Quand il en a envie, mon petit-fils Aurélien, 11 ans, peut être extrêmement rigolo.
Ça a été le cas samedi où, alors que nous étions à table pour le repas du soir, il a perché ses lunettes sur le bout de son nez, ce qui lui donne un petit air intellectuel, et s’est glissé dans la peau du professeur Auréle, nous faisant une conférence sur le Papastralopithèque.
Avec le plus grand sérieux, des mimiques de grand érudit et un ton de spécialiste incontesté des espèces disparues, il nous a présenté les résultats de ses recherches comme s’il s’adressait à un congrès international de paléontologues.
Il était absolument hilarant.
Bien entendu, pour ne pas faillir à mes vieilles habitudes, je me suis empressée d’interviewer ce cher professeur.
Voici donc, fidèlement résumées avec ses propres mots, les principales découvertes de cet éminent scientifique.
Le Papastralopithèque vit dans les arbres et se nourrit essentiellement de petits champignons.
Il pond des œufs… carrés, afin de pouvoir les ranger plus facilement dans sa table de nuit.
Il marche sur quatre pattes de devant et dispose de deux pattes arrière spécialement réservées pour se gratter.
Pour séduire la Mamastralopithèque, le Papastralopithèque se met à grogner et à sauter partout comme un grand taré.
Cette créature absolument incroyable sait faire de la breakdance, sauter à plus de deux mètres de hauteur et est également capable de pratiquer un beatbox de très haut niveau.
Lorsqu’il chasse, il ponctue chacune de ses approches d’un rire diabolique.
Il adore les tomates.
Lorsqu’il pousse son cri, il ne crie pas, il criotte.
Quant à son camouflage, il est particulièrement original puisqu’il ne se cache jamais.
Il préfère tout simplement vous sauter dessus.
Le Papastralopithèque n’hiberne pas.
Cette espèce très rare a été découverte en Suisse, dans les Préalpes valaisannes, par la grande exploratrice Martine Peters, en 1981.
Une fois cette passionnante interview terminée, nous sommes passés dans mon bureau afin de confier à ChatGPT le soin de réaliser le portrait de cet animal extraordinaire, qui, malheureusement, n’a encore jamais pu être photographié.

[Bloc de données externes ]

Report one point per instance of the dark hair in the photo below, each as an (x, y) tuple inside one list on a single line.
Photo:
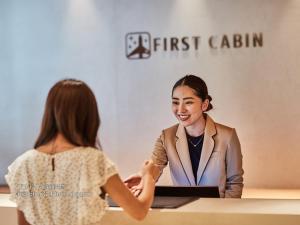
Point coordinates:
[(198, 85), (71, 109)]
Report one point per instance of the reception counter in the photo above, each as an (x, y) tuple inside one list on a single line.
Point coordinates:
[(204, 211)]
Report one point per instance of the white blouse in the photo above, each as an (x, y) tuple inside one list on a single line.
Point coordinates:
[(69, 194)]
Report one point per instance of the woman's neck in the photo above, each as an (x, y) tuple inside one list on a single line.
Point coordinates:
[(58, 144), (196, 129)]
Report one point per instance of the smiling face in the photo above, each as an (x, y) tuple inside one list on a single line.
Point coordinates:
[(188, 108)]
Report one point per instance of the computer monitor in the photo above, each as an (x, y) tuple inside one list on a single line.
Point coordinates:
[(176, 196)]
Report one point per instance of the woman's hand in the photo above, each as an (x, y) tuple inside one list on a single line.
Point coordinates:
[(135, 181)]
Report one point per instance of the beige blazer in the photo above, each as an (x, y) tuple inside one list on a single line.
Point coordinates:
[(220, 163)]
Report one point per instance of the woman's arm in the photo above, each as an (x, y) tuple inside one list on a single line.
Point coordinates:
[(135, 207), (21, 218), (234, 180)]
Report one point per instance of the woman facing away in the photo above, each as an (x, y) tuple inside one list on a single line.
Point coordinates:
[(61, 180), (199, 151)]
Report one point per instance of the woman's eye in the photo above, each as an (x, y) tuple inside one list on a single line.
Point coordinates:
[(189, 102)]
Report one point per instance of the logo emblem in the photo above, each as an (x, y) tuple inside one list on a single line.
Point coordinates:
[(138, 45)]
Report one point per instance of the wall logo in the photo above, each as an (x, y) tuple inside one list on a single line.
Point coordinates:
[(138, 45)]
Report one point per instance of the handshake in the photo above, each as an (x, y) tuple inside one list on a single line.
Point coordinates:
[(135, 182)]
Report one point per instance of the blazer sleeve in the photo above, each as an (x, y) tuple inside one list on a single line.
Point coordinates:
[(234, 168), (159, 154)]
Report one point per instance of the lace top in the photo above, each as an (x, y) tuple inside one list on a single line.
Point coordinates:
[(67, 195)]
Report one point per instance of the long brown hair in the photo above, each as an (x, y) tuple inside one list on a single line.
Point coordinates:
[(71, 109)]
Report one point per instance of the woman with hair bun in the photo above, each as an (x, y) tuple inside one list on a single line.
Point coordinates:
[(199, 151)]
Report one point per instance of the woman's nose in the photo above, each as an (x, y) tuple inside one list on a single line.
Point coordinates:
[(181, 108)]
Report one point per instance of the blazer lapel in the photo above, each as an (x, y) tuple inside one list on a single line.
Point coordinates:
[(208, 146), (184, 155)]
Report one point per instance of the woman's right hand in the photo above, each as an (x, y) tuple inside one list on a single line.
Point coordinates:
[(150, 168), (135, 182)]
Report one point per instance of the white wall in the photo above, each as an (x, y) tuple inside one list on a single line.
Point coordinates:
[(254, 90)]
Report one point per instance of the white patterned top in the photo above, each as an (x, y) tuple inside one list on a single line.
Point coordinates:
[(67, 195)]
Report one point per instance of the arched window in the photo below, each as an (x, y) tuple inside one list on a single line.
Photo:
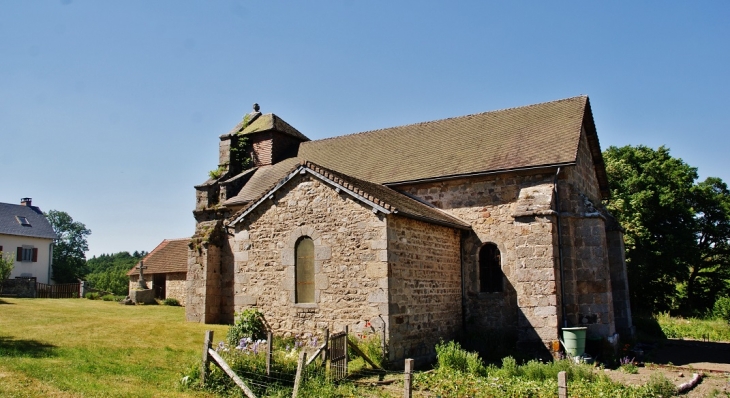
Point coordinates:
[(490, 269), (305, 270)]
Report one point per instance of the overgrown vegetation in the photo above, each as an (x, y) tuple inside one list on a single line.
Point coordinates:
[(462, 374), (249, 323), (693, 328), (171, 301)]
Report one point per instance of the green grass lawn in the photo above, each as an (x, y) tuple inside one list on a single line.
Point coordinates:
[(79, 347)]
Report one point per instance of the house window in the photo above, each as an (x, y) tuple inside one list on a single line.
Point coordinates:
[(27, 254), (305, 270), (490, 268)]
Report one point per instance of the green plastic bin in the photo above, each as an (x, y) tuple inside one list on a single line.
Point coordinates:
[(574, 340)]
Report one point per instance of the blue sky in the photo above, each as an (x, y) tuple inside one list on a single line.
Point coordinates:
[(111, 111)]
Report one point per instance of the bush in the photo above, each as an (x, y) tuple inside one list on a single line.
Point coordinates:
[(249, 323), (111, 297), (721, 310), (92, 296), (659, 386), (450, 355), (171, 302)]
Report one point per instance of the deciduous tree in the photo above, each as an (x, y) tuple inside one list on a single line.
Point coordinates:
[(69, 258)]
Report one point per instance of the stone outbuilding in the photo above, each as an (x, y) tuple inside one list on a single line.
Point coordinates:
[(479, 223), (166, 272)]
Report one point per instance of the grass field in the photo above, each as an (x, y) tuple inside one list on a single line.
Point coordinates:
[(78, 347)]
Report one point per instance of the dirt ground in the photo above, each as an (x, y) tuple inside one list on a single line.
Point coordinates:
[(679, 359)]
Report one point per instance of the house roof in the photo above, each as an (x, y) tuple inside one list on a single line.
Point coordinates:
[(540, 135), (382, 198), (169, 256), (37, 225), (267, 122)]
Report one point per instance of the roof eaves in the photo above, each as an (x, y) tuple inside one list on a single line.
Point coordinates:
[(595, 146), (479, 173), (337, 183)]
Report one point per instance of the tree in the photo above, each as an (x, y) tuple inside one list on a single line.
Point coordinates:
[(6, 267), (676, 231), (710, 267), (108, 272), (69, 260)]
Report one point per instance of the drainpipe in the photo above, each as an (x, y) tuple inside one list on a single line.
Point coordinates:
[(560, 250), (462, 238), (50, 263)]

L’illustration a été réalisée d’après les indications très précises du professeur Auréle.
Voici donc au-dessus de cet artice, en exclusivité, le célèbre Papastralopithèque.
Post-scriptum. Mon fils, qui avait lui aussi beaucoup ri en découvrant les incroyables révélations du professeur Auréle, a tout de même demandé à son fils, mi-figue, mi-raisin, s’il était bien conscient qu’il risquait de devoir rentrer tout seul en train pour regagner la Suisse…
Il faut également savoir, et cette information m’a été confiée en primeur par le professeur Auréle lui-même, qu’un spécimen d’Enfantstralopithèque a été découvert tout récemment dans la même région.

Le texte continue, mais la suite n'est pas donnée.